Comment 64 Dani Megert CLA 2007-03-20 06:07:46 EDT
Verified in I20070320-0010.
Comment 65 Vlad Berditchevskiy CLA 2007-09-24 13:32:19 EDT
As far as I understand this thread, it should be now possible to change the declaration view background color in Eclipse Europa? But how can I do it? I didn't find such a setting in the preferences dialog box.  I only found Java->Editor->Source hover background, which doesn't affect the declaration view (it's still default gray).
Comment 66 David Jackman CLA 2007-09-24 13:55:14 EDT
(In reply to comment #65)
> As far as I understand this thread, it should be now possible to change the
> declaration view background color in Eclipse Europa? But how can I do it? I
> didn't find such a setting in the preferences dialog box.  I only found
> Java->Editor->Source hover background, which doesn't affect the declaration
> view (it's still default gray).
> 

The General->Appearance->Colors and Fonts page contains an item under Java called "Declaration view background".  I believe this is the one you're looking for.  
Comment 67 Angel CLA 2011-03-03 07:19:01 EST
(In reply to comment #66)
> (In reply to comment #65)
> > As far as I understand this thread, it should be now possible to change the
> > declaration view background color in Eclipse Europa? But how can I do it? I
> > didn't find such a setting in the preferences dialog box.  I only found
> > Java->Editor->Source hover background, which doesn't affect the declaration
> > view (it's still default gray).
> > 
> 
> The General->Appearance->Colors and Fonts page contains an item under Java
> called "Declaration view background".  I believe this is the one you're looking
> for.  

This does not work on C/C++ editors (or any other non Java editors for that matter).

This preference should either be duplicated on the "Basic" section of the General/Appearance/Colors and Fonts settings (or at the very least on the "C/C++ tab").

Since the original bug refered to JDT this bug seems to be fixed, but the fix is partial in the sense that this also affects all other editors.
Comment 68 Anton Stoychev CLA 2011-07-29 01:43:55 EDT
(In reply to comment #67)
> (In reply to comment #66)
> > (In reply to comment #65)
> > > As far as I understand this thread, it should be now possible to change the
> > > declaration view background color in Eclipse Europa?
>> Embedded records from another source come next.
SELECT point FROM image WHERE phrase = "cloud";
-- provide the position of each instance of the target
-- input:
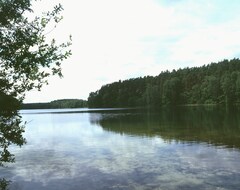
(115, 40)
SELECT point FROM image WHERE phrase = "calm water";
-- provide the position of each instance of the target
(184, 148)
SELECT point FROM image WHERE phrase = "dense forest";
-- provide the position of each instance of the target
(216, 83)
(64, 103)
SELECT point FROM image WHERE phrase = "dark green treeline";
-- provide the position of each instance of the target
(216, 83)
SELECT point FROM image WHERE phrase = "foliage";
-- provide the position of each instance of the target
(216, 83)
(27, 58)
(64, 103)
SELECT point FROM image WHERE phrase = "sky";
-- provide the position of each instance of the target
(120, 39)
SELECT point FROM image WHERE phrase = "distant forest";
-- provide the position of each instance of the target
(64, 103)
(216, 83)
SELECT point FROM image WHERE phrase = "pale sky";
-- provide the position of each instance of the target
(120, 39)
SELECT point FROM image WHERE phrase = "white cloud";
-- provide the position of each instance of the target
(115, 40)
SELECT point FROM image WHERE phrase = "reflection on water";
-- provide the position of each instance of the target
(212, 125)
(184, 148)
(11, 132)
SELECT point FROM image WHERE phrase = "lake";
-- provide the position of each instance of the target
(180, 148)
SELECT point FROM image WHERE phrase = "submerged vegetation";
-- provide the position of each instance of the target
(216, 83)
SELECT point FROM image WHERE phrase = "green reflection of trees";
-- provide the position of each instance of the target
(213, 125)
(11, 130)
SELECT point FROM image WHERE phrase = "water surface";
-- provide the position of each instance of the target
(181, 148)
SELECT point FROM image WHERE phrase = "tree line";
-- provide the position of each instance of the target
(215, 83)
(63, 103)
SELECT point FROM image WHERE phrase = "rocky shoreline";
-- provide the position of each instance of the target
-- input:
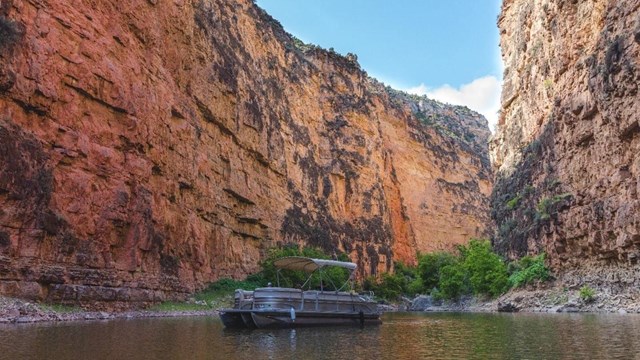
(553, 299)
(16, 311)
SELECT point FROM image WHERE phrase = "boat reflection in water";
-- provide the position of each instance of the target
(288, 307)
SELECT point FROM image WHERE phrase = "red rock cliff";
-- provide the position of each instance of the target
(566, 151)
(148, 147)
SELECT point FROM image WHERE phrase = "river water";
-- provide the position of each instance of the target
(401, 336)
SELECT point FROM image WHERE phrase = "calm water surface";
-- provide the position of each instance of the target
(402, 336)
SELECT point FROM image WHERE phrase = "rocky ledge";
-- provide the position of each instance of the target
(16, 311)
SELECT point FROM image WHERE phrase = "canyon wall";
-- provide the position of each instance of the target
(150, 147)
(567, 148)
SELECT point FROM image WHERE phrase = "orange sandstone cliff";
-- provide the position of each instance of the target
(149, 147)
(567, 147)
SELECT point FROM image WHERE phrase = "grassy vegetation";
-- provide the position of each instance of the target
(513, 203)
(220, 293)
(528, 270)
(62, 309)
(474, 270)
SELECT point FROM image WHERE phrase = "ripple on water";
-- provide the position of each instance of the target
(402, 336)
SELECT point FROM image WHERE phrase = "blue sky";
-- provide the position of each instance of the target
(447, 50)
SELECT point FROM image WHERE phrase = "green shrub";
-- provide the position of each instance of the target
(513, 203)
(528, 270)
(430, 265)
(587, 294)
(452, 282)
(486, 271)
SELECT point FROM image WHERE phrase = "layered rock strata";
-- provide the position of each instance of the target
(149, 147)
(568, 143)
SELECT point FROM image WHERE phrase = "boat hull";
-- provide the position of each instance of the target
(263, 319)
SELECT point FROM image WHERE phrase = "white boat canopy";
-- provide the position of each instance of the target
(309, 264)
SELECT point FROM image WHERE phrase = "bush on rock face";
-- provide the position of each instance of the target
(528, 270)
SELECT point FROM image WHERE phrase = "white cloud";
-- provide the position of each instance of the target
(481, 95)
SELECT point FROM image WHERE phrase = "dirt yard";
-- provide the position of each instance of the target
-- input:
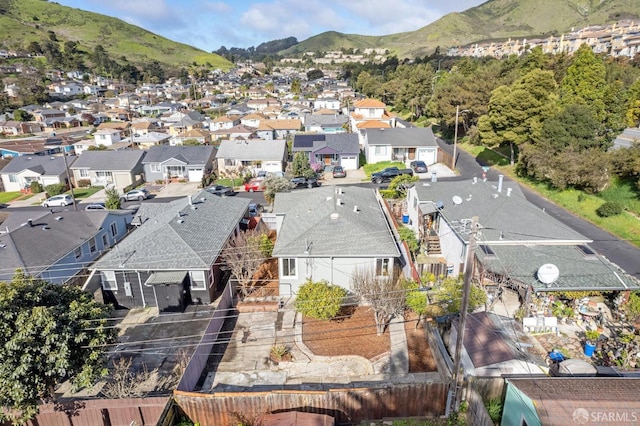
(354, 333)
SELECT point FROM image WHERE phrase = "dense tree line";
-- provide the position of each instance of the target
(556, 114)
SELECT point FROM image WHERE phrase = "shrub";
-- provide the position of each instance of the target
(55, 189)
(35, 187)
(610, 208)
(319, 300)
(84, 183)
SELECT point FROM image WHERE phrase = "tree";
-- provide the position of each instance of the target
(48, 334)
(384, 294)
(449, 295)
(273, 185)
(243, 255)
(112, 199)
(319, 299)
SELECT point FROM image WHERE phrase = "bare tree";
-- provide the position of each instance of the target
(385, 294)
(243, 255)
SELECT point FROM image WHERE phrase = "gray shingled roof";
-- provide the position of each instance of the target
(308, 221)
(504, 219)
(34, 248)
(402, 137)
(122, 160)
(44, 165)
(578, 272)
(191, 155)
(167, 241)
(253, 149)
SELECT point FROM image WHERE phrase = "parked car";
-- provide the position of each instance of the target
(254, 185)
(339, 171)
(135, 194)
(303, 182)
(418, 166)
(61, 200)
(95, 206)
(221, 190)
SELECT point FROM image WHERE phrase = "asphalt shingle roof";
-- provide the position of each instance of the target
(167, 240)
(125, 160)
(309, 221)
(191, 155)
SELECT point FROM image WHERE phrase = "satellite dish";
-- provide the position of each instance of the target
(548, 273)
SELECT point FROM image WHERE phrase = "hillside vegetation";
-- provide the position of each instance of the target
(495, 19)
(26, 21)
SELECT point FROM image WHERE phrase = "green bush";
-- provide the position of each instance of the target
(610, 208)
(35, 187)
(319, 300)
(55, 189)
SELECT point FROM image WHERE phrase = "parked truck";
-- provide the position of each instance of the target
(385, 175)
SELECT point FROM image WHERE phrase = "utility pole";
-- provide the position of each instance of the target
(458, 376)
(455, 139)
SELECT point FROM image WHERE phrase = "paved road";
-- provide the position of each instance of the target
(617, 251)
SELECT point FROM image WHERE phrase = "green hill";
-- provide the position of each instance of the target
(24, 21)
(495, 19)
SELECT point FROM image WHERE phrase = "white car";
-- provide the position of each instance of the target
(61, 200)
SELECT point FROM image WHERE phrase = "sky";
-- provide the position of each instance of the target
(210, 24)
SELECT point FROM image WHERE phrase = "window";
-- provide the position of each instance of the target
(382, 267)
(197, 280)
(109, 280)
(289, 268)
(380, 150)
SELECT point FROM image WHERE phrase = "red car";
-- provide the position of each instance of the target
(254, 185)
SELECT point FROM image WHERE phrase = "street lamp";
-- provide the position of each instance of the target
(455, 136)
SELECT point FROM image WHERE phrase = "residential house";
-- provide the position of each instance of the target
(21, 171)
(172, 259)
(328, 233)
(551, 401)
(325, 123)
(517, 239)
(369, 112)
(121, 169)
(253, 154)
(400, 144)
(278, 129)
(58, 245)
(329, 150)
(182, 162)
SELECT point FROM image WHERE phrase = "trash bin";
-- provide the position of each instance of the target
(589, 348)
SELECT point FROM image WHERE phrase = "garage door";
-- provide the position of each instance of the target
(349, 162)
(195, 175)
(427, 155)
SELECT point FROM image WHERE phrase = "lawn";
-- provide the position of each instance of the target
(375, 167)
(85, 192)
(5, 197)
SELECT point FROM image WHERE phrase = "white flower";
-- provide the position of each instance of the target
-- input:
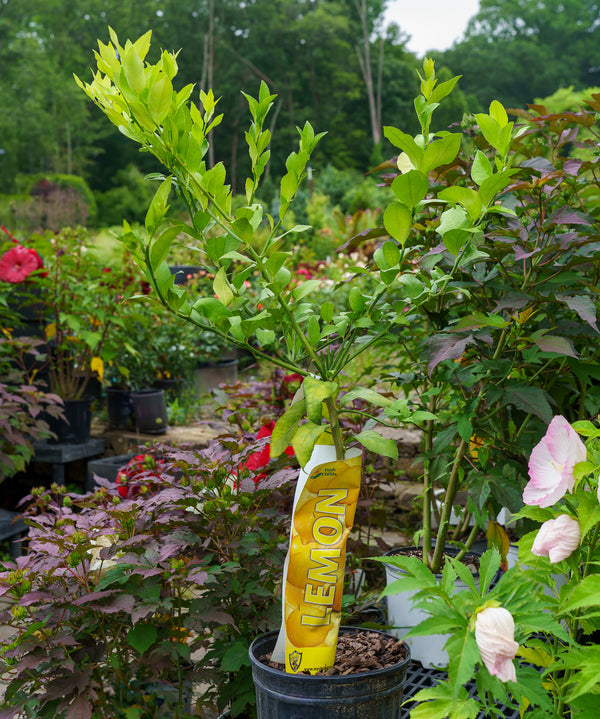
(557, 538)
(495, 637)
(551, 464)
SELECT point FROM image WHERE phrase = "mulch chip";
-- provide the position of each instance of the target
(360, 651)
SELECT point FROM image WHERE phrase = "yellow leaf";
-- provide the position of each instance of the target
(474, 445)
(536, 656)
(97, 365)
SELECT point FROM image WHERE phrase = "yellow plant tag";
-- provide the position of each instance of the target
(97, 365)
(322, 519)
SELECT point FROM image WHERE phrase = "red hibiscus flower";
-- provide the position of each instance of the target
(259, 460)
(18, 263)
(142, 466)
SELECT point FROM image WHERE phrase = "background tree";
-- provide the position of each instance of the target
(516, 50)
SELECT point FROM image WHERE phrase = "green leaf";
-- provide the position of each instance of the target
(305, 439)
(489, 564)
(462, 649)
(158, 206)
(493, 185)
(531, 400)
(444, 89)
(211, 308)
(235, 657)
(397, 220)
(498, 112)
(465, 428)
(412, 286)
(463, 572)
(410, 188)
(454, 218)
(356, 300)
(222, 288)
(374, 442)
(305, 288)
(133, 66)
(159, 99)
(366, 394)
(490, 129)
(327, 311)
(161, 246)
(286, 427)
(404, 142)
(465, 196)
(481, 168)
(316, 391)
(455, 240)
(313, 330)
(142, 636)
(440, 152)
(555, 345)
(585, 594)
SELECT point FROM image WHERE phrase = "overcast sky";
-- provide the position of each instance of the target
(432, 24)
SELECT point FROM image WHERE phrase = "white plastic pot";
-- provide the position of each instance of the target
(403, 616)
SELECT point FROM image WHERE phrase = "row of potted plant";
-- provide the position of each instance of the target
(483, 279)
(74, 328)
(484, 276)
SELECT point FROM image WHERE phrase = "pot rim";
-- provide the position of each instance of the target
(336, 678)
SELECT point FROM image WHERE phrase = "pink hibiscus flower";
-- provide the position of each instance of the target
(18, 263)
(551, 464)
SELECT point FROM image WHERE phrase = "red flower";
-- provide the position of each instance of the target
(18, 263)
(259, 460)
(142, 466)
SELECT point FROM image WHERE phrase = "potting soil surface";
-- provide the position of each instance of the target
(359, 652)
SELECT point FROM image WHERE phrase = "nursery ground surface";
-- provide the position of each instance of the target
(359, 652)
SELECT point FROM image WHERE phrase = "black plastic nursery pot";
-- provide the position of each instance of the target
(374, 694)
(118, 408)
(209, 375)
(75, 427)
(150, 409)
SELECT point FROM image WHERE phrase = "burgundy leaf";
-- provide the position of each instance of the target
(513, 301)
(520, 253)
(445, 347)
(93, 596)
(565, 216)
(198, 576)
(79, 709)
(584, 307)
(545, 167)
(571, 167)
(557, 345)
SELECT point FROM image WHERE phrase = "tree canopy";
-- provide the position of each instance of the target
(329, 61)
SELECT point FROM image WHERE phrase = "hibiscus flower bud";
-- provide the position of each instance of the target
(495, 637)
(551, 464)
(557, 538)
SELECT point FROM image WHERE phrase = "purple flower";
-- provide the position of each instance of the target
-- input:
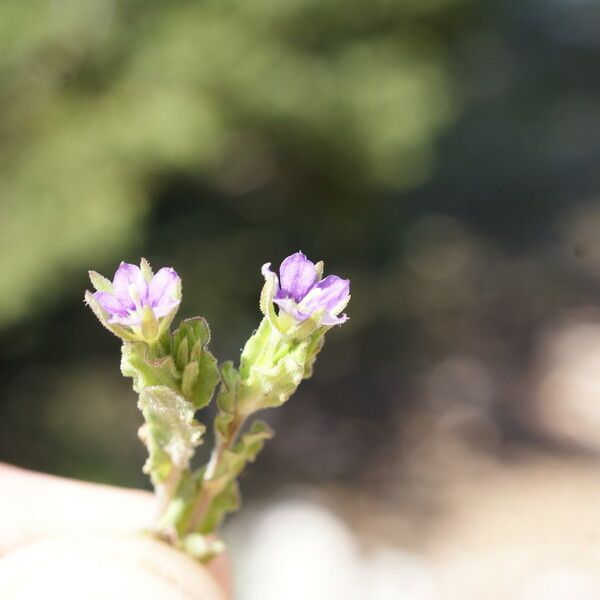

But how can I do it? I
> > > didn't find such a setting in the preferences dialog box.  I only found
> > > Java->Editor->Source hover background, which doesn't affect the declaration
> > > view (it's still default gray).
> > > 
> > 
> > The General->Appearance->Colors and Fonts page contains an item under Java
> > called "Declaration view background".  I believe this is the one you're looking
> > for.  
> 
> This does not work on C/C++ editors (or any other non Java editors for that
> matter).
> 
> This preference should either be duplicated on the "Basic" section of the
> General/Appearance/Colors and Fonts settings (or at the very least on the
> "C/C++ tab").
> 
> Since the original bug refered to JDT this bug seems to be fixed, but the fix
> is partial in the sense that this also affects all other editors.

I agree, this should apply to a general section. Not Java one. I makes the option only available if the editor has implemented it.